Once again, ECH represents a significant upgrade for TLS for which the spectre of network ossification looms large. The ClientHello contains parameters, like SNI, that have existed in the handshake for a long time, and we don't yet know what the impact will be of encrypting them. In anticipation of the deployment issues ossification might cause, the ECH protocol has been designed to look as much like a standard TLS 1.3 handshake as possible. The most notable difference is the ECH extension itself: if middleboxes ignore it — as they should, if they are compliant with the TLS 1.3 standard — then the rest of the handshake will look and behave very much as usual.


It remains to be seen whether this strategy will be enough to ensure the wide-scale deployment of ECH. If so, it is notable that this new feature will help to mitigate the impact of future TLS upgrades on network operations.

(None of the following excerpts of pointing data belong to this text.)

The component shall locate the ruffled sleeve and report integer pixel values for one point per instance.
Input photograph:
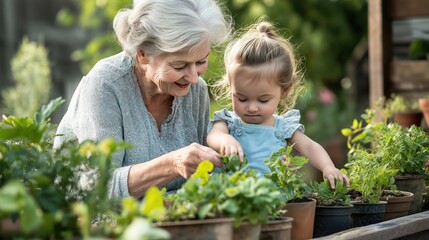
(291, 122)
(223, 115)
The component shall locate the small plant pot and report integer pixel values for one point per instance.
(279, 229)
(331, 219)
(247, 231)
(216, 228)
(407, 119)
(414, 184)
(397, 206)
(367, 213)
(303, 218)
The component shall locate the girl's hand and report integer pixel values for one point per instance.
(230, 146)
(186, 159)
(331, 173)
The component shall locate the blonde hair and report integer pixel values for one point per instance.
(170, 25)
(259, 45)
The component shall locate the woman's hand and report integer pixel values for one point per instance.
(331, 173)
(186, 159)
(230, 146)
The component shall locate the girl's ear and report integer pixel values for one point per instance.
(141, 57)
(285, 91)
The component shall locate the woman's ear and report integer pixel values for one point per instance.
(141, 57)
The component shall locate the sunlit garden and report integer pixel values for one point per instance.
(62, 192)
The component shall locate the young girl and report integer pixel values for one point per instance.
(262, 78)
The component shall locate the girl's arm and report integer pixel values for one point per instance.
(220, 140)
(318, 157)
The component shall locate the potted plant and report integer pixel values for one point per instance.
(398, 203)
(278, 225)
(287, 175)
(368, 180)
(39, 186)
(404, 150)
(404, 111)
(241, 196)
(333, 208)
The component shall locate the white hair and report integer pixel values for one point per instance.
(170, 25)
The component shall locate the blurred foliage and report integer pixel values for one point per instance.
(95, 17)
(31, 72)
(324, 32)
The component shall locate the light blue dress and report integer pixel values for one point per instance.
(258, 141)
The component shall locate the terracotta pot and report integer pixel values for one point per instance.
(303, 218)
(277, 229)
(216, 228)
(247, 231)
(397, 206)
(407, 119)
(424, 106)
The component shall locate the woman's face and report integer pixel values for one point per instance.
(172, 73)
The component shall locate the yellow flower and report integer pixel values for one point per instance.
(107, 146)
(153, 205)
(203, 170)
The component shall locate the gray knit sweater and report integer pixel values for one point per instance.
(107, 103)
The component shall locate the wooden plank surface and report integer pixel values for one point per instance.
(400, 9)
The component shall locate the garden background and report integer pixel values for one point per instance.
(72, 35)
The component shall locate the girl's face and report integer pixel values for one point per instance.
(172, 73)
(254, 97)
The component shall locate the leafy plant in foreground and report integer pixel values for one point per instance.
(285, 173)
(327, 196)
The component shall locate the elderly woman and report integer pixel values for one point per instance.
(151, 94)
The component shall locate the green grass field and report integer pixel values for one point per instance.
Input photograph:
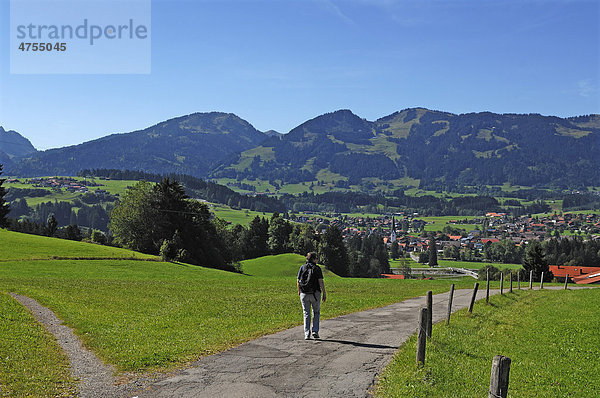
(552, 343)
(149, 315)
(114, 187)
(234, 216)
(16, 246)
(476, 265)
(456, 264)
(31, 361)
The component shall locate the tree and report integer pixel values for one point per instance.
(51, 225)
(432, 251)
(303, 239)
(405, 268)
(279, 234)
(133, 219)
(149, 214)
(4, 208)
(534, 261)
(256, 238)
(72, 232)
(394, 250)
(333, 251)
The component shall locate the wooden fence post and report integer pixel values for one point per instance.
(530, 280)
(487, 287)
(422, 336)
(429, 312)
(474, 296)
(450, 304)
(499, 379)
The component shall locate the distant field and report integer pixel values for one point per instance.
(234, 216)
(552, 343)
(282, 265)
(438, 223)
(31, 362)
(476, 265)
(456, 264)
(142, 315)
(114, 187)
(18, 246)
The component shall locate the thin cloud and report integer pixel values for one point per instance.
(586, 88)
(334, 10)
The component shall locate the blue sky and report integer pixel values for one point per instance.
(278, 63)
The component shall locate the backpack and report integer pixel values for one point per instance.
(308, 279)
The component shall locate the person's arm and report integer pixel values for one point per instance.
(322, 285)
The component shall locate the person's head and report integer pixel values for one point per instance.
(311, 257)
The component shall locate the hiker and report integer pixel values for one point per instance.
(310, 286)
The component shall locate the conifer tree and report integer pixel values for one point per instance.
(432, 251)
(4, 208)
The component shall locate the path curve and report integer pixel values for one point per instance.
(353, 349)
(345, 362)
(96, 378)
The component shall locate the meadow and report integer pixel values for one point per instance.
(31, 361)
(456, 264)
(552, 343)
(22, 247)
(150, 315)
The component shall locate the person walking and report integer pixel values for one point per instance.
(310, 288)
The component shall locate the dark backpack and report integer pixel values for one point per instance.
(308, 279)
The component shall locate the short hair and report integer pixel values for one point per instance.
(312, 257)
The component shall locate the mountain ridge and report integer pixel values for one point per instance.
(441, 149)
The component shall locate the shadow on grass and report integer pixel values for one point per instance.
(357, 344)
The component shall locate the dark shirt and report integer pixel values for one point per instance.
(318, 275)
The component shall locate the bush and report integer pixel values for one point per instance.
(167, 250)
(98, 237)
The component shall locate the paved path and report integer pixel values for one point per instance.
(353, 349)
(96, 378)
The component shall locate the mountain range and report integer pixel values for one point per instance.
(439, 149)
(13, 145)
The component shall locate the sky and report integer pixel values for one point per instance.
(278, 63)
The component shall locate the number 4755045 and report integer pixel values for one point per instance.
(43, 47)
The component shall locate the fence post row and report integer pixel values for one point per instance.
(450, 303)
(422, 336)
(474, 296)
(499, 378)
(487, 288)
(429, 312)
(530, 280)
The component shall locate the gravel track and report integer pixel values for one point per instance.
(345, 362)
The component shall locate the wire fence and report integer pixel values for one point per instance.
(475, 381)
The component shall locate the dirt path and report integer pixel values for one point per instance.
(352, 350)
(96, 378)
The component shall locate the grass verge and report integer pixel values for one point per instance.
(31, 362)
(154, 316)
(550, 336)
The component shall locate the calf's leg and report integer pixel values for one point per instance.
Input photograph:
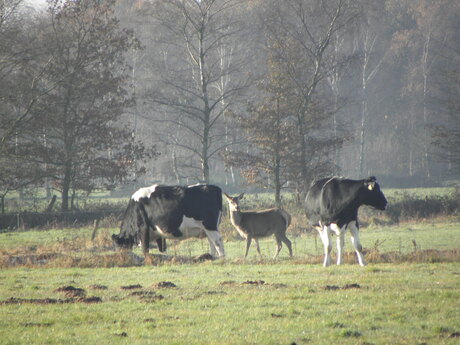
(340, 241)
(279, 245)
(326, 238)
(354, 230)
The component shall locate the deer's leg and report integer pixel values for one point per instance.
(248, 244)
(257, 246)
(279, 245)
(354, 230)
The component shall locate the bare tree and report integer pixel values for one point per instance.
(198, 68)
(303, 31)
(75, 135)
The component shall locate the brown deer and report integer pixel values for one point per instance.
(253, 225)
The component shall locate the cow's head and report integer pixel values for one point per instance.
(372, 195)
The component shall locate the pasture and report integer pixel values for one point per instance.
(59, 287)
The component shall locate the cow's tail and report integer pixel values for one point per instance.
(286, 216)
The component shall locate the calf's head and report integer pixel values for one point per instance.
(371, 194)
(122, 242)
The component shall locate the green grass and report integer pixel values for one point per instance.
(235, 301)
(394, 304)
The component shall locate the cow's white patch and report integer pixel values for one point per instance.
(189, 227)
(194, 185)
(143, 192)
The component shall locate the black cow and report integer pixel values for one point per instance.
(172, 212)
(332, 205)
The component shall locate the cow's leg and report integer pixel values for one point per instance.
(326, 238)
(354, 230)
(340, 241)
(215, 239)
(283, 238)
(212, 248)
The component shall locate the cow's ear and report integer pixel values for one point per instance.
(370, 185)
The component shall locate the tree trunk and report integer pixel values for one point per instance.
(66, 187)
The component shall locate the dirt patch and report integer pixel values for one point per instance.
(253, 282)
(164, 285)
(147, 296)
(14, 300)
(70, 291)
(203, 257)
(92, 299)
(345, 287)
(37, 324)
(131, 287)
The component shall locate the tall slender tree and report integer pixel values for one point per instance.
(75, 135)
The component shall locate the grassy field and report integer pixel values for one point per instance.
(59, 287)
(225, 303)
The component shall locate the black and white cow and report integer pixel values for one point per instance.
(332, 205)
(172, 212)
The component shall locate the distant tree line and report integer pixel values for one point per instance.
(268, 93)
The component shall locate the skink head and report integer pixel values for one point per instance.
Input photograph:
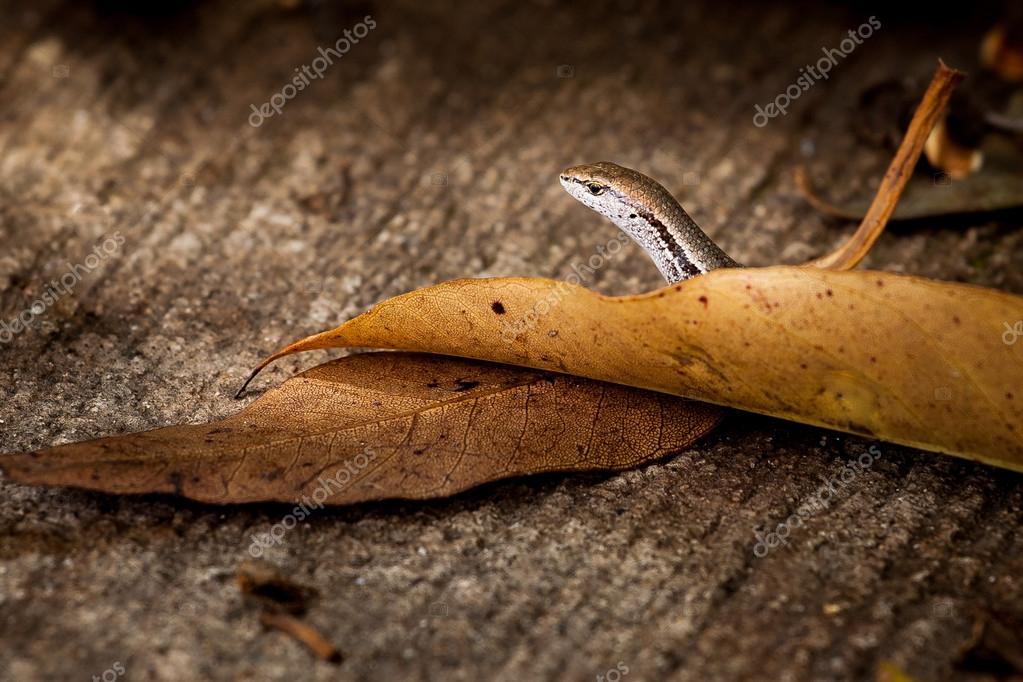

Encrypting the full handshake reduces the risk of ossification since it means that there are less visible protocol features for software to ossify on. We believe this will be good for the health of the Internet overall.


Conclusion

The old TLS handshake is (unintentionally) leaky. Operational requirements of both the client and server have led to privacy-sensitive parameters, like SNI, being negotiated completely in the clear and available to network observers. The ECH extension aims to close this gap by enabling encryption of the full handshake. This represents a significant upgrade to TLS, one that will help preserve end-user privacy as the protocol continues to evolve.


The ECH standard is a work-in-progress. As this work continues, Cloudflare is committed to doing its part to ensure this important upgrade for TLS reaches Internet-scale deployment.